Relatos de dominación

1. La Ama Cruel Impone Castidad y Humillación a su Esclavo Sumiso 2. Femdom Intensa: Control Orgasmo y Adoración de Pies Sin Piedad 3. Dómina Dominante Encierra a su Sumiso en Jaula de Chastity Eterna 4. Humillación Total con Strap-On: Mi Esclavo Rinde Todo Control 5. Cornudo Hispano Bajo Dominación Femenina y Pegging Implacable 6. Sumisión Total ante la Ama que Adora Pies y Niega Placer 7. Jaula de Castidad para su Esclavo: Humillación y Control Absoluto 8. Femdom Salvaje: Pegging y Castidad hasta su Completa Rendición 9. La Dómina Cruel Exige Adoración de Pies y Sumisión Inquebrantable 10. Control Orgasmo en Chastity: Mi Sumiso Humillado por Mi Placer Primero 11. Esclavo Cornudo Bajo Femdom: Pegging y Humillación Sin Escapatoria 12. Ama Dominante Impone Jaula y Adoración de Pies con Crueldad 13. Dominación Femenina Extrema: Strap-On y Castidad para su Rendición Total 14. Humillación Erótica con Pegging: Mi Esclavo en Sumisión Eterna 15. Chastity y Control Orgasmo Bajo la Dómina Cruel e Implacable 16. Femdom Hispana: Cornudo Adorando Pies hasta Suplicar Misericordia 17. La Ama Encierra su Sumiso en Jaula de Humillación Total 18. Pegging Brutal y Dominación Femenina: Su Esclavo Sin Voluntad Propia 19. Adoración de Pies y Castidad: Sumisión Total ante Mi Poder Absoluto 20. Dómina Cruel con Strap-On: Control Orgasmo y Rendición Inevitable

La Jaula de Mi Dómina

Joder, la primera vez que vi a Laura fue en una de esas noches de bar cutre en el centro, donde la gente va a desahogarse sin complicaciones. Yo era el típico pringao de oficina, treinta y pico, con una vida de mierda: curro monótono, polla reprimida y un montón de fantasías que me ponían a mil pero que nunca me atrevía a soltar. Me gustaba ver porno de dominación, ¿sabes? Esas tías que te hacen sentir pequeño y cachondo a la vez. Pero en la realidad, era un cero a la izquierda, siempre con la hostia de empalmado en secreto, soñando con que alguien me pusiera en mi sitio.

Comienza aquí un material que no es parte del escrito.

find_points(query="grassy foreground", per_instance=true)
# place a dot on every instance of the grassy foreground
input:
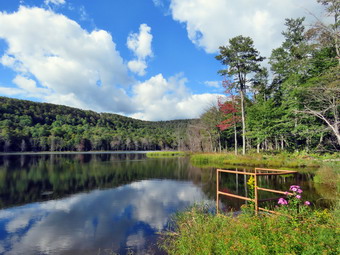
(260, 160)
(166, 154)
(199, 232)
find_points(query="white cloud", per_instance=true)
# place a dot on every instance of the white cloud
(213, 84)
(67, 61)
(162, 99)
(56, 2)
(57, 61)
(140, 45)
(211, 23)
(137, 66)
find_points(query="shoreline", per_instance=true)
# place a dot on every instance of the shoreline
(70, 152)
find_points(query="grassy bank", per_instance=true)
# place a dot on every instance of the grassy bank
(258, 160)
(166, 154)
(199, 232)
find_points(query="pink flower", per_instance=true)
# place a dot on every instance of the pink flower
(282, 201)
(294, 187)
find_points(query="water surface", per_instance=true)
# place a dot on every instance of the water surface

Ella entró como si el puto local fuera suyo. Alta, con curvas que te dejaban idiota: tetas firmes bajo una camiseta ajustada, culo redondo que se movía con esa seguridad de quien sabe que todos la miran. Pelo negro largo, ojos verdes que te clavaban como cuchillos, y una sonrisa cabrona que decía «tú no pintas nada aquí, pero ven si te atreves». Estaba tremenda, joder, de esas que te hacen sudar solo con un vistazo. Llevaba pantalones de cuero que le marcaban todo, y botas altas que crujían al andar. Me pilló mirándola desde la barra, y en vez de ignorarme, se acercó con una cerveza en la mano.

«Oye, tú, el del traje barato. ¿Qué miras tanto?», me soltó directo, con esa voz ronca que me puso la piel de gallina. Intenté balbucear algo, pero ella se rio, se acercó más y me susurró al oído: «Te veo, perrito. Esas miraditas de cachorro perdido. ¿Quieres que te enseñe a ladrar?». Me quedé tieso, con la polla ya medio dura bajo los pantalones. No sé cómo, pero acabamos charlando, o más bien ella interrogándome como si yo fuera su puta presa. Me contó que era terapeuta sexual, pero de las que no se andan con chiquitas, y que le molaba el rollo de control total. Yo, el idiota, le confesé un poco de mis fantasías reprimidas, y ella me miró como si ya me tuviera pillado. «Mañana, mi casa. Si te portas bien, te dejo entrar en mi mundo. Palabra de seguridad: rojo para parar. ¿Entendido, putito?».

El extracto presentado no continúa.